Will it be as good as a human? No, honestly it may not be. However, it can be done much faster, automated and performed on more images than a human could do. In many instances, that means we get good, context aware ALT text where we may otherwise have none because we don't have the people nor the time to manually create it.

The result is our visual content is more accessible to people using assistive technology like a screen reader.

Anthropic (BONUS)

While we're all setup for it, if you have an Anthropic API key, then we'll submit the same request to Anthropic and see how that compares.

NOTE: You must provide your own ANTHROPIC_API_KEY in the Livebook secrets to do this.

Application.put_env(:langchain, :anthropic_key, System.fetch_env!("LB_ANTHROPIC_API_KEY"))

Let's setup our Anthropic chat model.

NOTE: Keep in mind that different versions of Claude will give different results. You can play with that to find a good cost/accuracy for your specific need.

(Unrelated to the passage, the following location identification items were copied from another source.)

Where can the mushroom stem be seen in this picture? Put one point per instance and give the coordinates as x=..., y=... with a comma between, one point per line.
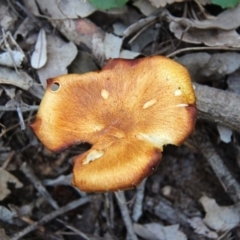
x=125, y=214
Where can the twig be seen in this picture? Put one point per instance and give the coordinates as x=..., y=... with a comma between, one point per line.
x=24, y=108
x=218, y=106
x=47, y=218
x=203, y=143
x=137, y=208
x=125, y=215
x=81, y=234
x=38, y=185
x=189, y=49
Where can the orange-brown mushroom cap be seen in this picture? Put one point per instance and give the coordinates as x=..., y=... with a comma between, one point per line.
x=128, y=112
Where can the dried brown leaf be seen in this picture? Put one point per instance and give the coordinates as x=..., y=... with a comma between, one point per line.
x=39, y=56
x=5, y=178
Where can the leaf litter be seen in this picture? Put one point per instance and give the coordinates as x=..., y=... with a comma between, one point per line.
x=48, y=40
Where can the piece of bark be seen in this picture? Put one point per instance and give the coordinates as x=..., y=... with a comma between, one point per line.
x=218, y=106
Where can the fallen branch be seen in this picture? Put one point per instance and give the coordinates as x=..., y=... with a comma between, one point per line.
x=219, y=106
x=202, y=142
x=47, y=218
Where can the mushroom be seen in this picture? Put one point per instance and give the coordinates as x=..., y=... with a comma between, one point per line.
x=127, y=111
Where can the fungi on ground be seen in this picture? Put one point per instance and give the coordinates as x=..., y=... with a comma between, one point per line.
x=127, y=111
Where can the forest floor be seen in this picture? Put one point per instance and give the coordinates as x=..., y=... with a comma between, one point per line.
x=194, y=194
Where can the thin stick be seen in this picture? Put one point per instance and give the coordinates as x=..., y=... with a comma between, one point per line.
x=138, y=205
x=203, y=143
x=189, y=49
x=47, y=218
x=125, y=215
x=218, y=106
x=38, y=185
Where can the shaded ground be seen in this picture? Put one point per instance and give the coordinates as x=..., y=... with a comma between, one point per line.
x=36, y=183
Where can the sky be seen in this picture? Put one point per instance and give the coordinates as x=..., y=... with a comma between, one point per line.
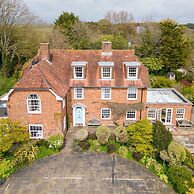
x=94, y=10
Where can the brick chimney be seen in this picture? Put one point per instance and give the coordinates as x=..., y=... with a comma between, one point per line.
x=106, y=47
x=44, y=52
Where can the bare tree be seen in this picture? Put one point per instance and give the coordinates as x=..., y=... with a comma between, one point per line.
x=119, y=17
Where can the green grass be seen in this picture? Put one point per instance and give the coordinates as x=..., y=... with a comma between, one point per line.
x=43, y=152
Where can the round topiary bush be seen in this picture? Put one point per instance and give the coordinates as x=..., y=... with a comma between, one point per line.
x=103, y=133
x=123, y=151
x=176, y=153
x=111, y=148
x=161, y=136
x=82, y=134
x=121, y=134
x=85, y=145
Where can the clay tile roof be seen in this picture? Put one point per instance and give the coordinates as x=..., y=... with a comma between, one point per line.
x=58, y=75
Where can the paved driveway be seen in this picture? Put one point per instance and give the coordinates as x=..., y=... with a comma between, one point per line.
x=86, y=173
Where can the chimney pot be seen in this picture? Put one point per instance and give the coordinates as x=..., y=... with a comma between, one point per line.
x=44, y=52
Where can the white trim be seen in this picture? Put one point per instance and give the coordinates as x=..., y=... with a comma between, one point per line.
x=58, y=98
x=179, y=113
x=106, y=78
x=128, y=93
x=75, y=77
x=34, y=112
x=39, y=125
x=75, y=96
x=132, y=119
x=5, y=97
x=132, y=77
x=74, y=117
x=79, y=63
x=102, y=97
x=106, y=64
x=105, y=109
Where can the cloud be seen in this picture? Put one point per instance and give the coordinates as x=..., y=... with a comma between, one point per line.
x=93, y=10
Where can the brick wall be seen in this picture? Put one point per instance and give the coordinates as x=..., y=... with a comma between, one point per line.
x=52, y=112
x=93, y=103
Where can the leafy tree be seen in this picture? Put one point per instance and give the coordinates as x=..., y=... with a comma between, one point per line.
x=174, y=46
x=161, y=136
x=152, y=63
x=160, y=82
x=141, y=136
x=11, y=132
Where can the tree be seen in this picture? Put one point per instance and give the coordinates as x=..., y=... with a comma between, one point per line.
x=161, y=136
x=141, y=136
x=11, y=132
x=174, y=46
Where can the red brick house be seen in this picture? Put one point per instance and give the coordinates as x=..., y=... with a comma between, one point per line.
x=83, y=86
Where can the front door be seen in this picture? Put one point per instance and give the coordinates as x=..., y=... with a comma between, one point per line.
x=79, y=116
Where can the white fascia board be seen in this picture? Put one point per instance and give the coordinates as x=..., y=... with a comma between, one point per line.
x=5, y=97
x=132, y=64
x=106, y=64
x=79, y=63
x=58, y=98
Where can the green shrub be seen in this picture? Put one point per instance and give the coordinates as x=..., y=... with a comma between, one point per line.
x=103, y=133
x=161, y=136
x=85, y=145
x=180, y=178
x=189, y=160
x=121, y=134
x=123, y=151
x=82, y=134
x=96, y=145
x=56, y=142
x=137, y=156
x=176, y=153
x=43, y=152
x=26, y=154
x=111, y=148
x=7, y=167
x=141, y=136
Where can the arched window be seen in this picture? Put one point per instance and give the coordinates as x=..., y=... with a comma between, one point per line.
x=34, y=103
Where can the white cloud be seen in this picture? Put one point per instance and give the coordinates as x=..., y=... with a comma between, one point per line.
x=89, y=10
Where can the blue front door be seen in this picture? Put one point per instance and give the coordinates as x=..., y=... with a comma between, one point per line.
x=79, y=116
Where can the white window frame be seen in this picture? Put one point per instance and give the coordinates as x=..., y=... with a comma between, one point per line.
x=132, y=77
x=36, y=125
x=155, y=114
x=28, y=105
x=102, y=109
x=75, y=93
x=182, y=113
x=132, y=119
x=128, y=90
x=102, y=71
x=103, y=93
x=75, y=76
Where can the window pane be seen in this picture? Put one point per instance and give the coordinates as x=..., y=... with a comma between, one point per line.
x=106, y=72
x=132, y=93
x=78, y=72
x=36, y=131
x=132, y=72
x=105, y=113
x=131, y=114
x=105, y=93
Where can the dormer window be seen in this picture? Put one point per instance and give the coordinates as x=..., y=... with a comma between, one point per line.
x=78, y=67
x=78, y=72
x=132, y=72
x=106, y=72
x=106, y=69
x=132, y=69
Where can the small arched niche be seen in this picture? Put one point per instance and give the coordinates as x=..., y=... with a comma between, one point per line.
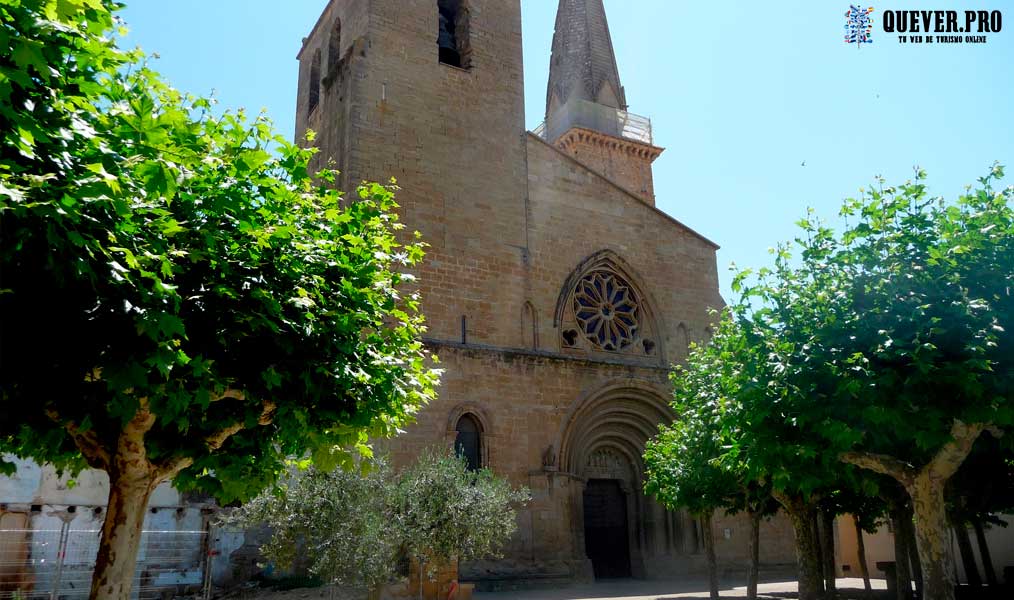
x=468, y=441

alias LangChain.ChatModels.ChatAnthropic

anthropic_chat_model = ChatAnthropic.new!(%{model: "claude-3-opus-20240229"})

Now we run the same messages through an identical LLMChain but passing in the Anthropic chat model.

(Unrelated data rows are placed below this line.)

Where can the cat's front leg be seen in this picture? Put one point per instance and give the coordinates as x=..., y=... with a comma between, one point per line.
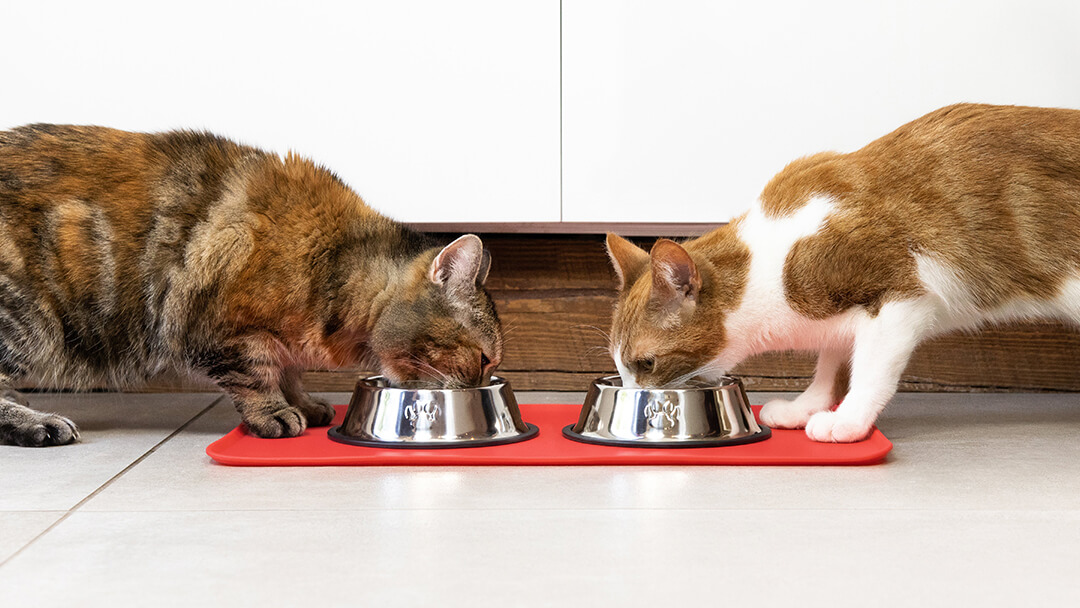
x=318, y=411
x=828, y=386
x=253, y=379
x=883, y=345
x=25, y=427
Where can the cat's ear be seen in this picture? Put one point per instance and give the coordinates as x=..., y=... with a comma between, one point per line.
x=675, y=279
x=462, y=265
x=485, y=266
x=630, y=261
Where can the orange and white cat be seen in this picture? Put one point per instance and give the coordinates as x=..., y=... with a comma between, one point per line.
x=967, y=216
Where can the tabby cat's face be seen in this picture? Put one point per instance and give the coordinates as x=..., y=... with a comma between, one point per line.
x=441, y=326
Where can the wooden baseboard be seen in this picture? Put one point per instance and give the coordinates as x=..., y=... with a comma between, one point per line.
x=555, y=295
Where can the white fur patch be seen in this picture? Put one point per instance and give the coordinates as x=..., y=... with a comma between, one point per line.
x=957, y=309
x=624, y=373
x=764, y=320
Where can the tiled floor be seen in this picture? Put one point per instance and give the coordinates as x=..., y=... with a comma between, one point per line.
x=979, y=504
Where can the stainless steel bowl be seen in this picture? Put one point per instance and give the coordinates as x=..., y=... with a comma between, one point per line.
x=383, y=416
x=699, y=417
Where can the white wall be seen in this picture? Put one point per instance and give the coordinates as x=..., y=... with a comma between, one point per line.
x=683, y=110
x=433, y=111
x=672, y=110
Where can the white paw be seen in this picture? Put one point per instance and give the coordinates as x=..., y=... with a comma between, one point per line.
x=832, y=427
x=783, y=414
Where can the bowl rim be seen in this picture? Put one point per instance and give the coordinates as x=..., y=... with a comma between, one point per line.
x=369, y=383
x=608, y=382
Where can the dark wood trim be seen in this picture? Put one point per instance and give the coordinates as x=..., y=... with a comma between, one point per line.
x=526, y=228
x=555, y=294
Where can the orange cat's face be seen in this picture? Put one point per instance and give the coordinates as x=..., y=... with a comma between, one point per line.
x=669, y=321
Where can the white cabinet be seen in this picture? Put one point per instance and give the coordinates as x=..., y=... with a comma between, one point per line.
x=457, y=113
x=683, y=110
x=433, y=111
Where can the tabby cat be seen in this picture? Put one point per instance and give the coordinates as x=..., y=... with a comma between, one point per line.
x=123, y=255
x=966, y=216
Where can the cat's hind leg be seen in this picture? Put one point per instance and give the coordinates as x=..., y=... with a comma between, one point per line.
x=22, y=426
x=828, y=386
x=883, y=346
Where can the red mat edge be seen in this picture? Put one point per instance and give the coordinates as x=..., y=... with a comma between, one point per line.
x=872, y=450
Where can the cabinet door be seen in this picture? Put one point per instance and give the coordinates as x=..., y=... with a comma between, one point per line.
x=683, y=110
x=433, y=111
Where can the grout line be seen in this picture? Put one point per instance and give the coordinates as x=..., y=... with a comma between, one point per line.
x=113, y=478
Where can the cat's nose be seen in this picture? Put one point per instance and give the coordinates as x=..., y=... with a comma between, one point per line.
x=487, y=366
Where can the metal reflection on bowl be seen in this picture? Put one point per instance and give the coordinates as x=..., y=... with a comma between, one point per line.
x=381, y=415
x=707, y=416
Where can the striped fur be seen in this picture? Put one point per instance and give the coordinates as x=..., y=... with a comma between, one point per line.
x=123, y=255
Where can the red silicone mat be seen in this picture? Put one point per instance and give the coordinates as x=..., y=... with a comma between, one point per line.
x=313, y=448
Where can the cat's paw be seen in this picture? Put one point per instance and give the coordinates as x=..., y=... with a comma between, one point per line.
x=833, y=427
x=41, y=430
x=783, y=414
x=287, y=421
x=318, y=411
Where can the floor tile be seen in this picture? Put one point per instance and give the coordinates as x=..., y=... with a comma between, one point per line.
x=619, y=557
x=19, y=527
x=116, y=429
x=952, y=451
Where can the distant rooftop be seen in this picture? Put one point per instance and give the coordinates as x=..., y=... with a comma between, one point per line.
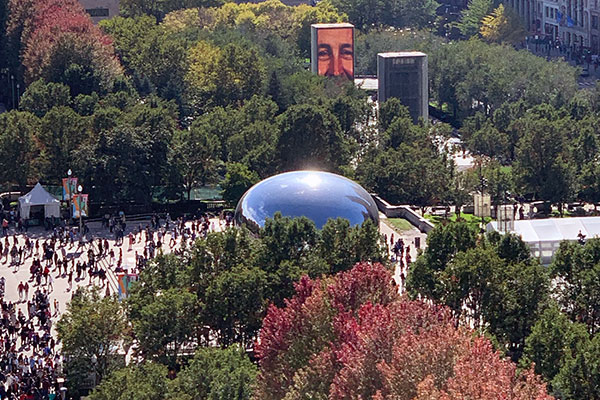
x=366, y=83
x=339, y=25
x=402, y=54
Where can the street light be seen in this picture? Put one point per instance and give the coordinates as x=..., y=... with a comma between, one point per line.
x=12, y=86
x=80, y=190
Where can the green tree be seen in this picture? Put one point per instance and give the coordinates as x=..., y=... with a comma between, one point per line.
x=91, y=331
x=443, y=243
x=218, y=374
x=503, y=25
x=414, y=173
x=158, y=9
x=238, y=179
x=116, y=165
x=17, y=147
x=61, y=133
x=166, y=324
x=577, y=267
x=196, y=157
x=553, y=338
x=543, y=165
x=234, y=303
x=310, y=138
x=471, y=18
x=578, y=377
x=145, y=381
x=223, y=76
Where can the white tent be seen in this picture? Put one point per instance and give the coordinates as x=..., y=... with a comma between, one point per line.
x=543, y=236
x=39, y=197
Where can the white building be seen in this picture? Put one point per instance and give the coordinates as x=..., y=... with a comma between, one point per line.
x=566, y=20
x=543, y=236
x=101, y=9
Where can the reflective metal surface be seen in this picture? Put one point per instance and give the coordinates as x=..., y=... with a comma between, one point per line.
x=314, y=194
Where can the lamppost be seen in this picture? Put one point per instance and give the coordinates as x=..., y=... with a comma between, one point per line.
x=80, y=190
x=69, y=173
x=12, y=86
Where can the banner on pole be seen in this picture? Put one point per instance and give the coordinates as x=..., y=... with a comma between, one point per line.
x=69, y=188
x=80, y=205
x=125, y=282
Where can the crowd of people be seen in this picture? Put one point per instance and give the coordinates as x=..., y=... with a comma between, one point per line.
x=30, y=361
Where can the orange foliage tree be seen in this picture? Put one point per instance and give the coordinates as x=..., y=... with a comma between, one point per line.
x=58, y=42
x=351, y=336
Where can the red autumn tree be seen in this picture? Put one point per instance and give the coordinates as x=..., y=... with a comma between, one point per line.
x=58, y=42
x=352, y=337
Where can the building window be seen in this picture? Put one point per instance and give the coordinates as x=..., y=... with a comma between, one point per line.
x=97, y=12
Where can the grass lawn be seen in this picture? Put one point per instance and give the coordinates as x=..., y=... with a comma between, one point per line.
x=469, y=218
x=400, y=224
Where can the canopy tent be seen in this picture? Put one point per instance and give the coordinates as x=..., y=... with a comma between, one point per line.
x=39, y=197
x=543, y=236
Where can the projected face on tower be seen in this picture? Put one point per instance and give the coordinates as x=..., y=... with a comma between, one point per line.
x=335, y=51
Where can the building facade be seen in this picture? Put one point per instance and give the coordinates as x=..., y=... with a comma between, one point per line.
x=101, y=9
x=404, y=75
x=574, y=23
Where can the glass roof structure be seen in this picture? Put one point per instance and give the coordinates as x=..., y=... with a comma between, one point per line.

alias LangChain.Chains.LLMChain
alias LangChain.MessageProcessors.JsonProcessor

# This data comes from an external data source per image.
# When we `apply_prompt_templates` below, the data is rendered into the template.
image_data_from_other_system = "image of urban art mural on underpass at 507 King St E"

{:ok, _updated_chain, response} =
  %{llm: anthropic_chat_model, verbose: true}
  |> LLMChain.new!()
  |> LLMChain.apply_prompt_templates(messages, %{extra_image_info: image_data_from_other_system})
  |> LLMChain.message_processors([JsonProcessor.new!()])
  |> LLMChain.run(mode: :until_success)

response.processed_content

Nice! The Elixir LangChain library abstracted away the differences between the two services. With no code changes, we can make a similar request about the image from Anthropic's Claude LLM as well!

Here's what I got from it:

%{
  "alt" => "Colorful street art mural with a face in vibrant colors on an underpass pillar in an urban setting.",
  "caption" => "A striking urban art mural adorns an underpass pillar at 507 King St E. The artwork features a mesmerizing face composed of vivid, rainbow-like hues and intricate patterns. Framed by the industrial yellow beams above, the mural transforms the concrete structure into a captivating focal point for passersby."
}

We would want to run multiple tests on a small sampling of images and tweak our prompt until we are happy with the result. Then, we can process full batch and save our work as a template for future projects as well.